When I'm not staring at my Weights & Biases dashboards, I enjoy a range of (rather stereotypical) hobbies, such as reading books, traveling by train, bike, and on foot, or playing board games. Recently I also got into trail running, and I'm very excited about challenging myself on the alpine trails of Switzerland.
I'm always happy to meet new friends and collaborators! Feel free to drop me an email or message me on X about anything, and if you're in Lausanne, let's grab coffee ☕️☕️
News
September 2025 — Starting a new chapter: a PhD at EPFL! I will do my first semester project in the Theory of Machine Learning Lab.
August 2025 — I've defended my Master's thesis: "The Mechanisms of Learning World Models in Self-Supervised Transformers." So now I officially hold an MSc degree!
July 2025 — We have a short paper with preliminary results from our new project: "On the Emergence of 'Useless' Features in Next Token Predictors." It was presented as a spotlight paper at ICML 2025 Workshop on Assessing and Evaluating World Models!
February 2025 — In our new preprint, we study how long chains of thought need to be for transformers to solve different algorithmic problems. Update: accepted to ICML 2025!
August 2024 — Honored and excited to receive ACL 2024 best paper award for "Why are Sensitive Functions Hard for Transformers?"!
May 2024 — Our paper "Why are Sensitive Functions Hard for Transformers?" was accepted to ACL 2024! My talk about it at FLaNN seminar: link. Twitter thread: link.
April 2024 — Had a great time at ALPS 2024 winter school! Magnificent mountains, great lectures, and insightful discussions.
February 2024 — A new preprint is out! We find a theoretical explanation for why Transformers struggle to learn sensitive functions such as Parity and show empirical evidence supporting our reasoning. arXiv link
November 2023 — I am joining Department of Language Science and Technology at Saarland University as a research assistant! I will be working on LLM interpretability under the supervision of Michael Hahn.

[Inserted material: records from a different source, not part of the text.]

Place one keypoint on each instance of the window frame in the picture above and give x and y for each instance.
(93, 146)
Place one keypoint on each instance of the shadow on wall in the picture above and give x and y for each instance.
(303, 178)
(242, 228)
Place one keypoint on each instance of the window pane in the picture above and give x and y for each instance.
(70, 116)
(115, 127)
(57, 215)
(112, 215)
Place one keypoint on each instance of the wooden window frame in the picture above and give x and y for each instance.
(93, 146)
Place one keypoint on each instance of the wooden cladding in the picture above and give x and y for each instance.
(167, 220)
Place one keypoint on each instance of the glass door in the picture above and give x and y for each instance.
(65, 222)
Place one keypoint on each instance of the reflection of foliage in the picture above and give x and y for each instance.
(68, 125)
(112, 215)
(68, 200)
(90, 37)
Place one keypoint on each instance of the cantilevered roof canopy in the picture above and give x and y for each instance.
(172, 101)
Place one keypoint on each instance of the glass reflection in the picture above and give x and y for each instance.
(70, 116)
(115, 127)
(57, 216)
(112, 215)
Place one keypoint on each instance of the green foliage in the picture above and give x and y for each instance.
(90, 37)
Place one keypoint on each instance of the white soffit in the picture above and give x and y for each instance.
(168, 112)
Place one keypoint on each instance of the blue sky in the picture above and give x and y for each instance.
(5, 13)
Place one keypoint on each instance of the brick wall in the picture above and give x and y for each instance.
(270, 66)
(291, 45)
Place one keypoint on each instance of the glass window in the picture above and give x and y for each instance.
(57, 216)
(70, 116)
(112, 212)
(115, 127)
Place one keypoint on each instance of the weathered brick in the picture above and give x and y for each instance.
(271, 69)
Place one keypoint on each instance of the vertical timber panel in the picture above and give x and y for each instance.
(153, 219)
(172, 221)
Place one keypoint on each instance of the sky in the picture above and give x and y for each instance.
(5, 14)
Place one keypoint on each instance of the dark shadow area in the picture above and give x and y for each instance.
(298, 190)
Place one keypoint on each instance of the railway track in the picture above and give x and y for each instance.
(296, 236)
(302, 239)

October 2023 — I have arrived to Saarbrücken to start my Master's studies at Saarland University. Extremely happy to finally be here!
June 2023 — Today I have successfully defended my Bachelor Thesis! Now I officially hold a B.S. in Computer Science.
May 2023 — I took part in EACL 2023, located in scenic Dubrovnik, Croatia. A big thanks to all the organizers for their excellent work!
January 2023 — Excited to share that our paper "Vote’n’Rank: Revision of Benchmarking with Social Choice Theory" got accepted to EACL 2023!
November 2022 — This month, I have started working as a Large Language Model Developer at Yandex.